L’Etat juif signifie en fin de compte que la Palestine, toute la Palestine, est une patrie pour les juifs du monde, et qu’il n’y a pas de peuple palestinien sur la terre de Palestine. De là vient l’idée de la patrie alternative proposée par « Israël » à l’Est de la rive du Jourdain pour le peuple palestinien.
Al-Quds al-Arabi : La campagne de judaïsation d’al-Quds
 s’intensifie alors que l’Autorité palestinienne continue à parler 
d’occasions pour parvenir à un accord ou semi-accord. Ne faut-il pas 
plutôt réclamer l’unité palestinienne pour affronter un tel projet ?
Ziad Nakhale : Non seulement al-Quds est en train 
d’être judaïsé, mais tout est devenu sous la domination « israélienne »,
 le cancer de la colonisation se répand comme des champignons tout au 
long de la Cisjordanie  et il ne reste aux Palestiniens
 que les villes peuplées, qui sont toutes encerclées par les colonies et
 séparées les unes des autres. La politique du fait accompli se 
poursuit. Les négociations et leur prolongement ne sont que des moyens 
pour gagner du temps pour que l’on arrive à l’étape du fait accompli. 
Que ferons-nous des juifs qui se sont installés et qui ont colonisé, qui
 ont leurs villes, leurs écoles, leurs hôpitaux et leurs usines ? 

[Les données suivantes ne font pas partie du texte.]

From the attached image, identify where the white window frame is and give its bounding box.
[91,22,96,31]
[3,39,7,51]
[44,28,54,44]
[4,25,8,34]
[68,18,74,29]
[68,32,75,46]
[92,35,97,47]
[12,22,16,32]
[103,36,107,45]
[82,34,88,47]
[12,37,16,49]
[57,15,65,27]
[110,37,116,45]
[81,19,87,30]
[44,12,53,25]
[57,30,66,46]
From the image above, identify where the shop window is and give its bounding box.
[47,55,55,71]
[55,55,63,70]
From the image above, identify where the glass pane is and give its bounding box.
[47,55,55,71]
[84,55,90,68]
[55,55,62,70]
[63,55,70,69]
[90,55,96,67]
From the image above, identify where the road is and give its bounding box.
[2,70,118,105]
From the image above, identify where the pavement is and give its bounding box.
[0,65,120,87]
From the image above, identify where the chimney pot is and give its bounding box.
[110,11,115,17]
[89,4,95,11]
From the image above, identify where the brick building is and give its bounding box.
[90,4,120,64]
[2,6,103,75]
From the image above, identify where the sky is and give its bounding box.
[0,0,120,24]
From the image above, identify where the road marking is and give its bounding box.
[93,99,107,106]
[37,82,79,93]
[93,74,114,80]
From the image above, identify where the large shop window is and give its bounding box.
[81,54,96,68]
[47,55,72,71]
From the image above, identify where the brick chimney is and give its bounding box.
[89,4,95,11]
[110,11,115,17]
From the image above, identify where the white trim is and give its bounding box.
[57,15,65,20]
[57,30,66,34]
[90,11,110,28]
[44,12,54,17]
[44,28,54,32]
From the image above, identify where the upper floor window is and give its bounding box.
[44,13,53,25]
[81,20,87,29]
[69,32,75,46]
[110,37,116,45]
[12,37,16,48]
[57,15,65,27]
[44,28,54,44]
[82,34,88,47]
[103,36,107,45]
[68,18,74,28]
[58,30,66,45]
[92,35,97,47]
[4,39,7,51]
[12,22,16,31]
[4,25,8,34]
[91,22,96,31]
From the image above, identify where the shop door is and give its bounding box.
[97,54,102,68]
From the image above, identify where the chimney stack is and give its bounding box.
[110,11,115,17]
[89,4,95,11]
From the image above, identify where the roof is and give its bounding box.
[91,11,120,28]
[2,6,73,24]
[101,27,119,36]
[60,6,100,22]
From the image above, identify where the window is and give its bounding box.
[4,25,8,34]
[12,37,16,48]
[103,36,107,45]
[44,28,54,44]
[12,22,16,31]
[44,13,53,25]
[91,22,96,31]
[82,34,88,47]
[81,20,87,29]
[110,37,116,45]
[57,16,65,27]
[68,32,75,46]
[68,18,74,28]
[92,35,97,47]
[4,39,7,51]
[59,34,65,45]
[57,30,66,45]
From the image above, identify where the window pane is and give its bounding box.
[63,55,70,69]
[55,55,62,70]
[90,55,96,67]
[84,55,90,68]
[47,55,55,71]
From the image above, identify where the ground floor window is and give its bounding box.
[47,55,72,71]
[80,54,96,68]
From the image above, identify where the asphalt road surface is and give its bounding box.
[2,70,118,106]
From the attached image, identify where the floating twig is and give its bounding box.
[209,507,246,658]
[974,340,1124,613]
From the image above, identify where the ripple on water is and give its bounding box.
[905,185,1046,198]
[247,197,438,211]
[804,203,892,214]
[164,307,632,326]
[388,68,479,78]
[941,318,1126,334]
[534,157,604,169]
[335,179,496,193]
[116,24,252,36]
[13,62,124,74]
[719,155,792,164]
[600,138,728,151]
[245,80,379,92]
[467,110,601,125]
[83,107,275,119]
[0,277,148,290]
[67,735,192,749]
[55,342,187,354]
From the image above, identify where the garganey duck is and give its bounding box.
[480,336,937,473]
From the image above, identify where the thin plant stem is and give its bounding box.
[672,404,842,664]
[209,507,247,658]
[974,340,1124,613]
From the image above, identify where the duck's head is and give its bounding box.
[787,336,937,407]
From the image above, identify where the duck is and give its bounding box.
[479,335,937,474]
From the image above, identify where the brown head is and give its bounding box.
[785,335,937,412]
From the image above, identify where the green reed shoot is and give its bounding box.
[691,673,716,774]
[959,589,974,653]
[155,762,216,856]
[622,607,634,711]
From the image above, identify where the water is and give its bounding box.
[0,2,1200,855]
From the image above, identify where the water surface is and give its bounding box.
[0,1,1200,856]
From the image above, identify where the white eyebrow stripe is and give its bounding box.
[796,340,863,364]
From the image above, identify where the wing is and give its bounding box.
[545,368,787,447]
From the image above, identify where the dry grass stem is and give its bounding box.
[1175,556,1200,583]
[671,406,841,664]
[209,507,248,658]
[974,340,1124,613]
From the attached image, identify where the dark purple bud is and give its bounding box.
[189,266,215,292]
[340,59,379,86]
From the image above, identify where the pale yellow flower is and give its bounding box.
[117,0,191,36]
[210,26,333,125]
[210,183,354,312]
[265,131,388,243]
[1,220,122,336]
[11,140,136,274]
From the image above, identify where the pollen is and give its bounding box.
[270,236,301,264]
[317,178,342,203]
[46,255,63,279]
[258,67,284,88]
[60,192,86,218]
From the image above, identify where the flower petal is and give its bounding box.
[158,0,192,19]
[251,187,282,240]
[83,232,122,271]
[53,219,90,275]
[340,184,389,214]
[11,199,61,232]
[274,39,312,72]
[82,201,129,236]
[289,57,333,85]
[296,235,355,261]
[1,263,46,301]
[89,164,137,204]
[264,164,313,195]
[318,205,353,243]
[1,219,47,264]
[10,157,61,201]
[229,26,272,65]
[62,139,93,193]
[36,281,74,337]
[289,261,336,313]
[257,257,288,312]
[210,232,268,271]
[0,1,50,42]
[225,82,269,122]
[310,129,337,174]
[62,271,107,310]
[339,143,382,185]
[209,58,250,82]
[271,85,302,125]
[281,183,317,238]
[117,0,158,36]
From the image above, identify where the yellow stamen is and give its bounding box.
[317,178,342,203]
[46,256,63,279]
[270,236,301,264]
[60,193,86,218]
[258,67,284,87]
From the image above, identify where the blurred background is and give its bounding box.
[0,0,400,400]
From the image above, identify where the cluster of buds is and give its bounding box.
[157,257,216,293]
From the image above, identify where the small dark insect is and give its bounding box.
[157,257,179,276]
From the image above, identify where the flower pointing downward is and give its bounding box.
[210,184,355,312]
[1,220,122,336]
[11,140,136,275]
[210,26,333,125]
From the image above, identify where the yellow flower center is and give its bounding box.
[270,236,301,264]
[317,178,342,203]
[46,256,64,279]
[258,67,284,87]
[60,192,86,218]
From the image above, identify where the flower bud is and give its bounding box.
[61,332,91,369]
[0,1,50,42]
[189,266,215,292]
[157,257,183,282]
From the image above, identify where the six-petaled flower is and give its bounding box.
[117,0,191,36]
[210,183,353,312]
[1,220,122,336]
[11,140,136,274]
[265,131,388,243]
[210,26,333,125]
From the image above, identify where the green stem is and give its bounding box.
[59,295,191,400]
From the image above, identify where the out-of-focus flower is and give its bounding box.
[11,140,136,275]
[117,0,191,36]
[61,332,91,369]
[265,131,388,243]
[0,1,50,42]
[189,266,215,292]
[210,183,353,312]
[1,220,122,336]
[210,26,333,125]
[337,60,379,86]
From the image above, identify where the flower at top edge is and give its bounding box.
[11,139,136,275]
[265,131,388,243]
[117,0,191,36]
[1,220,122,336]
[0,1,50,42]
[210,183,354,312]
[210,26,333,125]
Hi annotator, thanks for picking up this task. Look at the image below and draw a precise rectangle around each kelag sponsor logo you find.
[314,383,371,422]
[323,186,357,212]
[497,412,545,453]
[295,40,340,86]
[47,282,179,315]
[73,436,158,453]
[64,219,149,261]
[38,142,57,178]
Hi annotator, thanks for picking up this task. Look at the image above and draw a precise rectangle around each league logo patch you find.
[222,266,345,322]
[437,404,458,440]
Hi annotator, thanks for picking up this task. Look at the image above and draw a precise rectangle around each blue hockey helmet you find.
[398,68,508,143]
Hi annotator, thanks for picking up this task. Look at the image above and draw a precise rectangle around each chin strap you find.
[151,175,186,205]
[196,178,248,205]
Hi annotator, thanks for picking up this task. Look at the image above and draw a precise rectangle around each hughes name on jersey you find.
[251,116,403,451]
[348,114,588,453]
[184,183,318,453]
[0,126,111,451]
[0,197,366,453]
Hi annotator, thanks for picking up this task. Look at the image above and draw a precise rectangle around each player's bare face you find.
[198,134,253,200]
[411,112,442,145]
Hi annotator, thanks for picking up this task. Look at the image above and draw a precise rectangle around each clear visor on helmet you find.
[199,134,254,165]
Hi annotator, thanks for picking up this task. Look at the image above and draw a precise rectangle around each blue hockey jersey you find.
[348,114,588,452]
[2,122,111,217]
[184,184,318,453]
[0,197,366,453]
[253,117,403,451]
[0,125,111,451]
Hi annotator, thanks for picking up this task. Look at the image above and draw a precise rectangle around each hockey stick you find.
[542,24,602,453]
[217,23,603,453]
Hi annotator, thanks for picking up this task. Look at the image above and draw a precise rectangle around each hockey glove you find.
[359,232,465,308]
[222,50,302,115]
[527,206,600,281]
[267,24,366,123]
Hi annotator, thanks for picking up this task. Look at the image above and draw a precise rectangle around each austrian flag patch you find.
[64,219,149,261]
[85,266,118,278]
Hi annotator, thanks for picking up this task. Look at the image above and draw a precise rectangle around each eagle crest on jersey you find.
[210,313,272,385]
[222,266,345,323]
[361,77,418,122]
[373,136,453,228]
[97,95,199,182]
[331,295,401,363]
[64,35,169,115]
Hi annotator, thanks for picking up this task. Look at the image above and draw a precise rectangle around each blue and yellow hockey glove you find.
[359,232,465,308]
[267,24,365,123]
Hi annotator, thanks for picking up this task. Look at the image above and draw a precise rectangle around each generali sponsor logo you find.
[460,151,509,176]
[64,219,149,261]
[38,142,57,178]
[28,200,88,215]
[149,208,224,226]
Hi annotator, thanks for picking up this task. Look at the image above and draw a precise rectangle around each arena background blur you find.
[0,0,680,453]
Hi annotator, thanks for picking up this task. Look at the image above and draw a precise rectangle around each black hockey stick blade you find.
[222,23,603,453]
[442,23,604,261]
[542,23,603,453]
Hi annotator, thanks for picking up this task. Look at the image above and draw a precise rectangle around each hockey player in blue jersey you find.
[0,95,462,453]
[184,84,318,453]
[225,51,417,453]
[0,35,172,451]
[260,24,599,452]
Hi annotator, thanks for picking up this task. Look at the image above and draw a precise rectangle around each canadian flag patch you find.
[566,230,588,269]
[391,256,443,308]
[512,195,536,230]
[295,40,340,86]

Pouvons-nous les expulser ?
Quiconque le réclamera sera taxé d’inhumain. Les accusations sont 
prêtes, celui qui refuse sera accusé de terrorisme et poursuivi, à 
commencer par l’Autorité palestinienne, et pour finir les Etats-Unis et 
entre les deux, les Arabes et les non-Arabes. Il est regrettable que 
l’Autorité palestinienne soit associée directement à ce qui se passe, 
elle brouille les cartes en acceptant sans cesse de poursuivre les 
négociations, qui n’amènent à rien, sinon un surplus de négociation et 
de division interne. A propos, je ne dis pas que la fin de la division 
interne mettra fin à la colonisation, mais je dis que l’unité 
palestinienne véritable sera un pas pour affronter à nouveau et avec 
sérieux les projets illusoires et pour rechercher les moyens et les 
possibilités qui permettent de dévoiler les illusions de règlement ou de
 paix avec cette entité, et pour commencer à bâtir un projet de 
résistance qui s’étend pour inclure tout le monde arabo-musulman et les 
êtres libres de ce monde, et remettre les droits à leurs possesseurs 
légaux.
Al-Quds al-Arabi : Les positions arabes semblent 
indifférentes envers la situation palestinienne. Quels sont les leviers 
pouvant être utilisés par les Arabes pour soutenir le peuple palestinien
 et renforcer sa résilience ?
Ziad Nakhale : Oui, il y a à présent une indifférence 
arabe manifeste, qui n’a pas besoin de preuves. Mais je pense que nous, 
les Palestiniens, pouvons changer cette réalité, en nous unissant et en 
agissant, et en empêchant quiconque de prendre pour prétexte la 
situation palestinienne pacifique ou attentiste pour justifier son 
attitude en disant « nous sommes avec ce que décide le peuple 
palestinien ». Décidons nous-mêmes et nous verrons si les peuples arabes
 et les peuples du monde seront à nos côtés et soutiendront nos droits.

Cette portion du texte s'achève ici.